Doughty, however, goes beyond ghoulish spectacle to ask how different cultures benefit from their unique funeral traditions and to question how our own culture might learn from them. Readers travel with Doughty as she learns about, and even participates in:
- The Japanese tradition of kotsuage, the ritual removal of large bone fragments from cremated ashes by family members using chopsticks
- A nonprofit mobile funeral pyre operation in Colorado that dodged local ordinances to revive a funeral tradition that dates back to prehistory
- A museum in Guanajuato, Mexico, for the mummies of disinterred corpses whose relatives could not pay the cemetery’s fee for “perpetual” interment; the museum includes a section for Angelitos, dead children whose bodies were believed to connect survivors to favored souls who could advocate for the living in Heaven
- An American research effort aimed at composting the dead and returning the body to its natural position in the cycle of life, death, and renewal
- A Bolivian woman’s efforts to collect and care for ñatitas, preserved human skulls that are treated like community advisors and are alleged to grant wishes; the skulls are at the center of conflicts between traditional beliefs and Roman Catholic teachings and, occasionally, enjoy smoking a cigarette
In her encounters with these funeral rites and traditions, Doughty explores the profound value they hold for the community. From Here To Eternity is an eye-opening exploration of the many different, and often surprising, ways humanity embraces the inescapable fact of death, filled with vivid and sometimes shocking details about how diverse cultures send off their dead.

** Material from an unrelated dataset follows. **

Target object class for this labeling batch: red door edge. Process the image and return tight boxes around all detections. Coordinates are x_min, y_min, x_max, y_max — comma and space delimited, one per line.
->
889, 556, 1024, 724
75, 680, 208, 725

But Doughty’s tour of the borderlands between the living and the dead is never simply morbid. As uncanny and surreal as some traditions may initially appear, when Doughty contrasts them to the vapid and emotionally sterile experiences promoted by America’s funeral industry, the depth and value of these ritualized customs is revealed. In a voice that is sympathetic, endlessly curious, and often engagingly humorous, Doughty advocates for a more humane and involved approach to mourning rituals. With lively illustrations by Landis Blair—whose style is a perfect match for Doughty’s humane and insightful prose—From Here To Eternity is a book about death for the living, and the importance of the rituals that help us understand how a meaningful end can enrich our sense of what it means to be alive.
Mortician Caitlin Doughty—host and creator of “Ask a Mortician” and the New York Times bestselling author of Smoke Gets in Your Eyes—founded the Order of the Good Death. She lives in Los Angeles, where she runs the nonprofit funeral home Undertaking LA.